Dec 24, 2011

Secarik Curhat

Hari ini bagi rapot. Semua orang tua di undang ke sekolah untuk menerima hasil "perjuangan" anaknya yang dititipkan ke sekolah selama satu semester ini. Perasaan tidak menentu, karena hasil rapot kali ini merupakan grafik terakhir perjuangan ke PMDK. Meningkat atau menurunnya nilai semester ini sangat berpengaruh. Aku sangat tidak suka seperti ini.

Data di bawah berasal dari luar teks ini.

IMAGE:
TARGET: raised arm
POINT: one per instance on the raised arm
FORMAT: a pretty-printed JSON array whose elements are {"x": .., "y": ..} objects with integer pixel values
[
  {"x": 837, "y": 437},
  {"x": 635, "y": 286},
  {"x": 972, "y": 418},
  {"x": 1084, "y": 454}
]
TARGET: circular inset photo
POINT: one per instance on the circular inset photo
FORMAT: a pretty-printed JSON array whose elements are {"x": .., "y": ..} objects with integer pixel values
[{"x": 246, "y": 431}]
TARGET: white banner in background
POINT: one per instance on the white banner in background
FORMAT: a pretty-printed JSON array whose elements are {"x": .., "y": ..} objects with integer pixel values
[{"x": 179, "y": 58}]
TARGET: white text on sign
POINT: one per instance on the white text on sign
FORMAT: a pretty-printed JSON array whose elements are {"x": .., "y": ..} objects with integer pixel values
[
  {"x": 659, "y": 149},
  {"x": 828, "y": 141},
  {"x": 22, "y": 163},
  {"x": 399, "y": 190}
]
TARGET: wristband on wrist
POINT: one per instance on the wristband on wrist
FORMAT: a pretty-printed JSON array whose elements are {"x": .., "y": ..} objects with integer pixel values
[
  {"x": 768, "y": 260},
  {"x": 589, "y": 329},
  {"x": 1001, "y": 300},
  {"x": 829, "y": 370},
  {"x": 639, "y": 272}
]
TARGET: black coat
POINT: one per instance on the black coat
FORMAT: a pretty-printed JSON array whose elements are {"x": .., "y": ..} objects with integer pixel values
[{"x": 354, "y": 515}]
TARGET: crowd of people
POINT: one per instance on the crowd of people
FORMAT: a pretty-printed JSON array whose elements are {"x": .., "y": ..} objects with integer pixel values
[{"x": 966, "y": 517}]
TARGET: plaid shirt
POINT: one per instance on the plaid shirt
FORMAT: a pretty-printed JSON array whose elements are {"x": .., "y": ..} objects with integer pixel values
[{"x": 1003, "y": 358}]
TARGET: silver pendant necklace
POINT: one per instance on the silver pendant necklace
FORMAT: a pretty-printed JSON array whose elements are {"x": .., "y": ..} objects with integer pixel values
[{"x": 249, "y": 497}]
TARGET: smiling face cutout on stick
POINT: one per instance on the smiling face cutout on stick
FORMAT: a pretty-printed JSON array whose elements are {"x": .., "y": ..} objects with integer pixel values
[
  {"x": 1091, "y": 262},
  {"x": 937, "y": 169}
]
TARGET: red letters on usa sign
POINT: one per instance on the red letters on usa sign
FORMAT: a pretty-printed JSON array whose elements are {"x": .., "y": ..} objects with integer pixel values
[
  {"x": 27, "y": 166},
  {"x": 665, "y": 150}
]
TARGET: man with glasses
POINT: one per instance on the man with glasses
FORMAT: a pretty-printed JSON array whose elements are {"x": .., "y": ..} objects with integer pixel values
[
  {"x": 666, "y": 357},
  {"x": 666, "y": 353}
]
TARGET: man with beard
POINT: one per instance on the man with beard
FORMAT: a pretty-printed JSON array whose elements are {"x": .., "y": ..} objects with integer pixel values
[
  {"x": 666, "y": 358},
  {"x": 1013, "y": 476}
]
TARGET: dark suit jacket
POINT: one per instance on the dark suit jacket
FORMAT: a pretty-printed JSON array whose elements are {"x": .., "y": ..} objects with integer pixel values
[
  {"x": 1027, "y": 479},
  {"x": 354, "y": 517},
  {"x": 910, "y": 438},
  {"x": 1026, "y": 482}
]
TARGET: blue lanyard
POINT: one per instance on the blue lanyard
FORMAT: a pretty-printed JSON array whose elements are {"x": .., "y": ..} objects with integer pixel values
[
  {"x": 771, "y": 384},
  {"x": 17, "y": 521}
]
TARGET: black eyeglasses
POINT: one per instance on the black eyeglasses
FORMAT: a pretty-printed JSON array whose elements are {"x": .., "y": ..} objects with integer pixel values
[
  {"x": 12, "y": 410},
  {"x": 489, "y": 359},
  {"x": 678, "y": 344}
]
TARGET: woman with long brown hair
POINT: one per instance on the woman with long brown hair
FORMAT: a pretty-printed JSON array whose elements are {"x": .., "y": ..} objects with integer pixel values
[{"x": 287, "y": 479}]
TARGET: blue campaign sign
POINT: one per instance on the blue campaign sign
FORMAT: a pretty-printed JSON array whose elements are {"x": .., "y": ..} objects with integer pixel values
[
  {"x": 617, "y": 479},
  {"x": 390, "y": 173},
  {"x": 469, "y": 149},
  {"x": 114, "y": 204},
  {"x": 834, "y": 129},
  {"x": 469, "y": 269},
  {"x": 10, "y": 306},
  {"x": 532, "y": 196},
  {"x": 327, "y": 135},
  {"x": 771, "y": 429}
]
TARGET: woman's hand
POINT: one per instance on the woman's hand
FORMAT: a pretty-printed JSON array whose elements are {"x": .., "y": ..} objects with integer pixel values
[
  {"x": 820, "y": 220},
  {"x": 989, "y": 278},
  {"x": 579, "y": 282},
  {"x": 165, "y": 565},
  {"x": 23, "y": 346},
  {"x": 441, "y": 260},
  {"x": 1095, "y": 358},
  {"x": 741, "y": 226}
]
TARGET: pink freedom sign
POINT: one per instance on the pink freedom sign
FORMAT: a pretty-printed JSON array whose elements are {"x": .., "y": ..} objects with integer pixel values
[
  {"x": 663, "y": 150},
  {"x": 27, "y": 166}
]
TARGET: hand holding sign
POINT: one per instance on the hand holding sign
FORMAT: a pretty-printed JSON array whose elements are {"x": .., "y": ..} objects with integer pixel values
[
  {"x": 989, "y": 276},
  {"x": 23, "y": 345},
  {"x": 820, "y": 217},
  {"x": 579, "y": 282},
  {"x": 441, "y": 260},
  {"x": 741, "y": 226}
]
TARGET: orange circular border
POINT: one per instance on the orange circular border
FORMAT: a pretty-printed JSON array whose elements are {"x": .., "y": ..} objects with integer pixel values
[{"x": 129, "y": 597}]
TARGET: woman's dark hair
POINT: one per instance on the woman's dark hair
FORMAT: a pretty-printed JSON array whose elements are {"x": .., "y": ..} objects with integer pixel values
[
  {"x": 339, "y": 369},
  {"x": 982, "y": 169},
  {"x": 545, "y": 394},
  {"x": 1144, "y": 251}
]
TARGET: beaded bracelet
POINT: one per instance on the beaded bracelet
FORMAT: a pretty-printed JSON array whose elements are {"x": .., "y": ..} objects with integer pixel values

Aku gak masalah kalau nilai raport yang jadi acuan buat diterima ke Universitas, tanpa tes. Tapi nilai raport yang seperti apa dulu? Aku mau bilang nilai raport yang jadi acuan itu harusnya apa adanya aja. Bener-bener gimana kemampuan belajar kesehariannya. Bukan yang asal katrol. Tapi di sisi pikiran, hati, dan jiwa aku yang lain ya butuh juga. Mau bagaimana lagi?

Menyedihkan-

Suatu hari aku sedang mengubek-ubek data surat-surat dan dokumen penting di lemari. Waktu itu kalau tidak salah aku mau mencari ijazah SMP-ku. Tak sengaja aku menemukan buku tua yang masih terlihat segar *buah kalee*. Aku buka buku itu dan tereng tereng.. ternyata itu raport ibuku. Satu kata yang langsung terucap dari bibirku..
K.e.r.e.n..!
Apanya yang keren? Warnanya? Desainnya? Laa Laa Laa.. Bukan. Nilai? Yup, apalagi kalau bukan nilainya?

Takjub-

Disana masih ada nilai raport yang pakai TINTA MERAH. Betapa murninya nilai pada zaman ibuku. Semua di tulis apa adanya. Benar-benar sesuai kemampuan. Aku sedikit menyesal mengapa lahir lebih lambat. Hahaha. *jangan ditiru. Itu tindakan kurang bersyukur.*

Aku cemburu-

Apa yang aku cemburui? Tentu saja rasa puas yang menggelora itu. Rasa puas yang benar-benar puas saat usaha kita belajar selama ini tercatat dalam raport kita. Lima maka lima, tidak delapan. Dan sembilan maka sembilan, tidak tujuh. Mampu, ya mampu. Tidak, ya berusaha untuk mampu. Persaingan yang sportif. Dan aku cemburu.